Workers AI - Google Gemma 4 26B A4B now available on Workers AI
Key Points
- MoE 26B total, ~4B active
- 256k token context window
- Available via env.AI.run() and REST endpoints
Summary
Cloudflare Workers AI now supports Google Gemma 4 26B A4B. Gemma 4 26B A4B is a Mixture-of-Experts (MoE) model (26B parameters total, ~4B active per forward pass) that delivers large-model quality with near-4B compute cost. It offers a 256k-token context window, reasoning "thinking" mode, strong multimodal (vision + OCR) capabilities, function-calling for tool workflows, multilingual support, and improved coding assistance.
Key Points
- Architecture: Mixture-of-Experts with 8 active experts out of 128 (+1 shared) to reduce inference compute while retaining high performance.

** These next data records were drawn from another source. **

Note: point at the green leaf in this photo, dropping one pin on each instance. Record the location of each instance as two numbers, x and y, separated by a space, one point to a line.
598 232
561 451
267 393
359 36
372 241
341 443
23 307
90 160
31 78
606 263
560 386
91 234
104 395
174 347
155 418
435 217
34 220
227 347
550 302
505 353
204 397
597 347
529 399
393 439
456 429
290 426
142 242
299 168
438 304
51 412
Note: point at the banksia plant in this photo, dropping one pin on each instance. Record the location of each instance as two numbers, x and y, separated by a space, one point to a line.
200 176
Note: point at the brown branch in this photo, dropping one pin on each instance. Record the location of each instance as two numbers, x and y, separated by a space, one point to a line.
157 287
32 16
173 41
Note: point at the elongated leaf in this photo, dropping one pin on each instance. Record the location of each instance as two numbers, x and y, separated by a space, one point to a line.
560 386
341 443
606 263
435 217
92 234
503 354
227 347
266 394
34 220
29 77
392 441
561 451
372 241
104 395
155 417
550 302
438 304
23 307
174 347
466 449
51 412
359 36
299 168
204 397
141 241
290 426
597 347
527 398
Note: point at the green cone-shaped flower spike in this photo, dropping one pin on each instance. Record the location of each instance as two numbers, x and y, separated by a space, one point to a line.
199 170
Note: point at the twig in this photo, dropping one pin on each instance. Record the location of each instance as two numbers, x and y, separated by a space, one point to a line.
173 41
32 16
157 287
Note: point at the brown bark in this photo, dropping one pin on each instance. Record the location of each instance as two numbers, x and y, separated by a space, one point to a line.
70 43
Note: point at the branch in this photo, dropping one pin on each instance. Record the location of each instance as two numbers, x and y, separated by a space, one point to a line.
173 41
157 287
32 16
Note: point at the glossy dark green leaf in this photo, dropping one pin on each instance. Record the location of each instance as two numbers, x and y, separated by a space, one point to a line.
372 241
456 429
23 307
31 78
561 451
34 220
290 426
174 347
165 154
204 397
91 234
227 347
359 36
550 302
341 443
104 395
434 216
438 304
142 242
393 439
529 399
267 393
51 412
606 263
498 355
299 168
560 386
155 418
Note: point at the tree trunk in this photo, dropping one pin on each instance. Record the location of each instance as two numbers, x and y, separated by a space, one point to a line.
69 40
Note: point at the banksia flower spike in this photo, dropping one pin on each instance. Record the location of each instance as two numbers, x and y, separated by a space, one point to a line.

- Context: 256,000 token window to preserve long conversation history, documents, and tool definitions across sessions.
- Reasoning & tools: Built-in step-by-step thinking mode and native function-calling to enable agentic, multi-step workflows.
- Vision: Object detection, document/PDF parsing, UI/screen understanding, chart comprehension, multilingual OCR, and handwriting recognition.
- Multilingual & coding: Pretrained on 140+ languages with out-of-the-box support for 35+ languages; optimized for code generation, completion, and correction.
Usage
- Workers AI binding: call via env.AI.run().
- REST API: /run or /v1/chat/completions.
- OpenAI-compatible endpoint is also supported.
Practical Notes
- Expect latency and cost similar to a 4B dense model for many use cases but with accuracy closer to larger dense models; evaluate on your workloads.
- See the Gemma 4 26B A4B model page for model specifics, limits, and best practices.